Voltage:

• Technical definition: Voltage (V) is the electrical potential difference between two points in a circuit. It represents the energy per unit charge (Joules per Coulomb) that a source can impart to move electrons.

• Analogy: Imagine a water pump (voltage source) creating pressure (voltage) in a pipe. This pressure pushes water molecules (electrons) through the pipe.

• Units: Measured in Volts (V).

• Impact on Circuits: Higher voltage signifies a greater push, causing more current to flow through a conductor (assuming constant resistance).

Current:

• Technical definition: Current (I) is the rate of flow of electric charge through a conductor. It's measured by the amount of charge (Coulombs) that passes a specific point in a circuit every second.

• Analogy: Continuing the water analogy, current is like the rate of water flows through the pipe. A wider pipe or higher pressure (voltage) can allow for more current flow.

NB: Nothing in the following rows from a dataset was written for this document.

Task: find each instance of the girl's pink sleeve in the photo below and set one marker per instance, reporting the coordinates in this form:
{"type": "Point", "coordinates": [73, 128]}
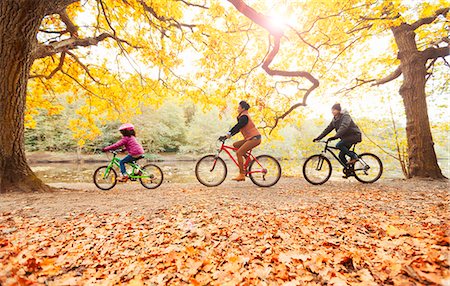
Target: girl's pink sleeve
{"type": "Point", "coordinates": [116, 145]}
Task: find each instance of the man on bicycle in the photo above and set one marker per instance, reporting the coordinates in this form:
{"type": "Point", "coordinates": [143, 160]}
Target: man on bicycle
{"type": "Point", "coordinates": [346, 130]}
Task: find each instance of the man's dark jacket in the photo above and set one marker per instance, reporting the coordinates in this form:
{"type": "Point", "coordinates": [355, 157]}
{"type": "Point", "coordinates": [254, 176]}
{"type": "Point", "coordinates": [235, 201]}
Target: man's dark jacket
{"type": "Point", "coordinates": [345, 128]}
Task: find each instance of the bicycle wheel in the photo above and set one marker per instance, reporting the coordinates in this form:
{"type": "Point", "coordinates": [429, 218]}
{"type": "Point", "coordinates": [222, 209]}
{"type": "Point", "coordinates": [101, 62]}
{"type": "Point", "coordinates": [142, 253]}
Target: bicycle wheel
{"type": "Point", "coordinates": [265, 171]}
{"type": "Point", "coordinates": [211, 171]}
{"type": "Point", "coordinates": [317, 169]}
{"type": "Point", "coordinates": [152, 176]}
{"type": "Point", "coordinates": [368, 168]}
{"type": "Point", "coordinates": [105, 180]}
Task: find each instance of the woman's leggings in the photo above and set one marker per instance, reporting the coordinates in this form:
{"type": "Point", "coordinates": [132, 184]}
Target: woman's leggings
{"type": "Point", "coordinates": [244, 146]}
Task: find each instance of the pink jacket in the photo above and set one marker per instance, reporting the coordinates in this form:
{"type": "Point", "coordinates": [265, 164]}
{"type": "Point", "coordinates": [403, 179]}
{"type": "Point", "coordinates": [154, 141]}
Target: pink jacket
{"type": "Point", "coordinates": [131, 145]}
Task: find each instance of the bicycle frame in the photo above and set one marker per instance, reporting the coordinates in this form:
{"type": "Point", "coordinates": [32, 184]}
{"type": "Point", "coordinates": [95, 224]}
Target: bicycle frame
{"type": "Point", "coordinates": [330, 150]}
{"type": "Point", "coordinates": [249, 156]}
{"type": "Point", "coordinates": [116, 162]}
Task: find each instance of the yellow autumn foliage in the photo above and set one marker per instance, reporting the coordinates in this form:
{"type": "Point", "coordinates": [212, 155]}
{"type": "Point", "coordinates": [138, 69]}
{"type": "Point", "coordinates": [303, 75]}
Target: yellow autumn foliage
{"type": "Point", "coordinates": [168, 49]}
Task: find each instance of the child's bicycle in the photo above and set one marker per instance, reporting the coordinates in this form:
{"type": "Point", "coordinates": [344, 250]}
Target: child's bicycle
{"type": "Point", "coordinates": [150, 175]}
{"type": "Point", "coordinates": [263, 170]}
{"type": "Point", "coordinates": [317, 168]}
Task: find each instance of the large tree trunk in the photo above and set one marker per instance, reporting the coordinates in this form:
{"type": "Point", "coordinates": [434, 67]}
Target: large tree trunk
{"type": "Point", "coordinates": [422, 157]}
{"type": "Point", "coordinates": [19, 23]}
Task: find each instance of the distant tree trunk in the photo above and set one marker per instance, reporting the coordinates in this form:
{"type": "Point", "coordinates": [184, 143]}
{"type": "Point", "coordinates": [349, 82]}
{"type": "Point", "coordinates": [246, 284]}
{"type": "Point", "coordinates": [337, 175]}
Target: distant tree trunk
{"type": "Point", "coordinates": [421, 153]}
{"type": "Point", "coordinates": [19, 23]}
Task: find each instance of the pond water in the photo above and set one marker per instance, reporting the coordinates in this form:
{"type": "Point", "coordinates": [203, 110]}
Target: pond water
{"type": "Point", "coordinates": [182, 171]}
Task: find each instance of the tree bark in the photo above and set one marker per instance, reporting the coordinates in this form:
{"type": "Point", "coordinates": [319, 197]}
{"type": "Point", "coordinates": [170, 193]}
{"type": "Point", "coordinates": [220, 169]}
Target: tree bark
{"type": "Point", "coordinates": [19, 23]}
{"type": "Point", "coordinates": [421, 153]}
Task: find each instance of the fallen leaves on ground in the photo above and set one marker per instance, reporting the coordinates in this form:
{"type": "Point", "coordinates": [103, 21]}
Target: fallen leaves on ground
{"type": "Point", "coordinates": [317, 243]}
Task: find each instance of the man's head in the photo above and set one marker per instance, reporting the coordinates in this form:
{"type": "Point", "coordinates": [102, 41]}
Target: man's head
{"type": "Point", "coordinates": [336, 109]}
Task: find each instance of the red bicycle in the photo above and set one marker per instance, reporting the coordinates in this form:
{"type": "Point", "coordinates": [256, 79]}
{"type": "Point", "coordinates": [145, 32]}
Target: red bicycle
{"type": "Point", "coordinates": [263, 170]}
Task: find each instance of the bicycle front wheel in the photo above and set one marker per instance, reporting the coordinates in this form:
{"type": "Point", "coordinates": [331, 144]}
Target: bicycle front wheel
{"type": "Point", "coordinates": [317, 169]}
{"type": "Point", "coordinates": [368, 168]}
{"type": "Point", "coordinates": [211, 171]}
{"type": "Point", "coordinates": [265, 171]}
{"type": "Point", "coordinates": [152, 176]}
{"type": "Point", "coordinates": [104, 178]}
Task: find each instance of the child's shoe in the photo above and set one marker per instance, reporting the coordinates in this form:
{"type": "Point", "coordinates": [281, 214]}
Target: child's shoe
{"type": "Point", "coordinates": [123, 179]}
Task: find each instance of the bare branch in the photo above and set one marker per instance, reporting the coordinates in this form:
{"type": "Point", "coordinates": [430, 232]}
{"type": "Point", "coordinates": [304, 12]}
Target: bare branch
{"type": "Point", "coordinates": [307, 75]}
{"type": "Point", "coordinates": [194, 5]}
{"type": "Point", "coordinates": [56, 6]}
{"type": "Point", "coordinates": [256, 17]}
{"type": "Point", "coordinates": [86, 69]}
{"type": "Point", "coordinates": [429, 20]}
{"type": "Point", "coordinates": [70, 26]}
{"type": "Point", "coordinates": [395, 74]}
{"type": "Point", "coordinates": [42, 51]}
{"type": "Point", "coordinates": [277, 33]}
{"type": "Point", "coordinates": [359, 82]}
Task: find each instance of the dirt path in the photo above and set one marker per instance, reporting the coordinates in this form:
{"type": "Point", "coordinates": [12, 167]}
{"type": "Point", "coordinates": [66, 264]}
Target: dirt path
{"type": "Point", "coordinates": [131, 197]}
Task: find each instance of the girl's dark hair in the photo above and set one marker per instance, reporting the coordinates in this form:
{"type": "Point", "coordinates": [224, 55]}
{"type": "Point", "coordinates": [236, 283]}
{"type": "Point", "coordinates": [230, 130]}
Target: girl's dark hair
{"type": "Point", "coordinates": [244, 105]}
{"type": "Point", "coordinates": [128, 133]}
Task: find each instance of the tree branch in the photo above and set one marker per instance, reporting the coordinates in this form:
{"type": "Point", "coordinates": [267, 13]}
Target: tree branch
{"type": "Point", "coordinates": [256, 17]}
{"type": "Point", "coordinates": [42, 51]}
{"type": "Point", "coordinates": [429, 20]}
{"type": "Point", "coordinates": [86, 69]}
{"type": "Point", "coordinates": [277, 33]}
{"type": "Point", "coordinates": [194, 5]}
{"type": "Point", "coordinates": [434, 53]}
{"type": "Point", "coordinates": [56, 6]}
{"type": "Point", "coordinates": [395, 74]}
{"type": "Point", "coordinates": [307, 75]}
{"type": "Point", "coordinates": [70, 26]}
{"type": "Point", "coordinates": [58, 68]}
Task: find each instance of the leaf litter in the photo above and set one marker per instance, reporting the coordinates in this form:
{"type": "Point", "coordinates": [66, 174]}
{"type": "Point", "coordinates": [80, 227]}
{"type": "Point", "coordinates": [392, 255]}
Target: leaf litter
{"type": "Point", "coordinates": [340, 238]}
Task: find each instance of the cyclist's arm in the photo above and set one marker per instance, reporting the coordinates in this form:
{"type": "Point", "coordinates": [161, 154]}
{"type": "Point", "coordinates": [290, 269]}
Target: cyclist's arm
{"type": "Point", "coordinates": [116, 145]}
{"type": "Point", "coordinates": [243, 120]}
{"type": "Point", "coordinates": [345, 124]}
{"type": "Point", "coordinates": [327, 130]}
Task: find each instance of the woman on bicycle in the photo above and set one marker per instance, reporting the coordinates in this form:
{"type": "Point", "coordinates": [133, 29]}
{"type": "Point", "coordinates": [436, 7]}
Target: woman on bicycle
{"type": "Point", "coordinates": [135, 150]}
{"type": "Point", "coordinates": [346, 130]}
{"type": "Point", "coordinates": [252, 137]}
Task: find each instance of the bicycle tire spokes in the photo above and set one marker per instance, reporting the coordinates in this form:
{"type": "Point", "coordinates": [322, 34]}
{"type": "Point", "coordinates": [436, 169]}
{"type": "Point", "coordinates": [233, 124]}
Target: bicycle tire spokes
{"type": "Point", "coordinates": [368, 168]}
{"type": "Point", "coordinates": [264, 171]}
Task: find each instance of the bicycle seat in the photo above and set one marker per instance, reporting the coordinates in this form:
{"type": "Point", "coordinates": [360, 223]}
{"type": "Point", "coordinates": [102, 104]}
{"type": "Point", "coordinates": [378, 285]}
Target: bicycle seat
{"type": "Point", "coordinates": [138, 158]}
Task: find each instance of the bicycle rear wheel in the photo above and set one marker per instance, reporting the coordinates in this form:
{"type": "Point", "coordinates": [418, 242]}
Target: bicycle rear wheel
{"type": "Point", "coordinates": [368, 168]}
{"type": "Point", "coordinates": [105, 179]}
{"type": "Point", "coordinates": [265, 171]}
{"type": "Point", "coordinates": [152, 176]}
{"type": "Point", "coordinates": [317, 169]}
{"type": "Point", "coordinates": [211, 171]}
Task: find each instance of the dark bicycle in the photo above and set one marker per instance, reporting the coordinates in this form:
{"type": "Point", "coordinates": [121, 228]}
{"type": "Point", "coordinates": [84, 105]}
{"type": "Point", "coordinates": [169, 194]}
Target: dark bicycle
{"type": "Point", "coordinates": [317, 169]}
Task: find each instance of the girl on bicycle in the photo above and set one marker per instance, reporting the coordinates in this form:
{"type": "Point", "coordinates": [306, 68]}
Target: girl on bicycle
{"type": "Point", "coordinates": [346, 130]}
{"type": "Point", "coordinates": [135, 150]}
{"type": "Point", "coordinates": [252, 137]}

• Units: Measured in Amperes (A).

• Impact on Circuits: A higher current signifies more electrons flowing past a specific point per second. This can have various effects depending on the circuit, like heating up wires due to resistance.

  
  

Relationship between Voltage and Current:

• Ohm's Law: This fundamental law states that current (I) is directly proportional to voltage (V) and inversely proportional to resistance (R) in a circuit. It can be expressed as I = V / R.

• Resistance: Resistance (R) is a material's property that opposes the flow of current. It's like the narrowness of the pipe in our analogy, restricting water flow (current) even with high pressure (voltage).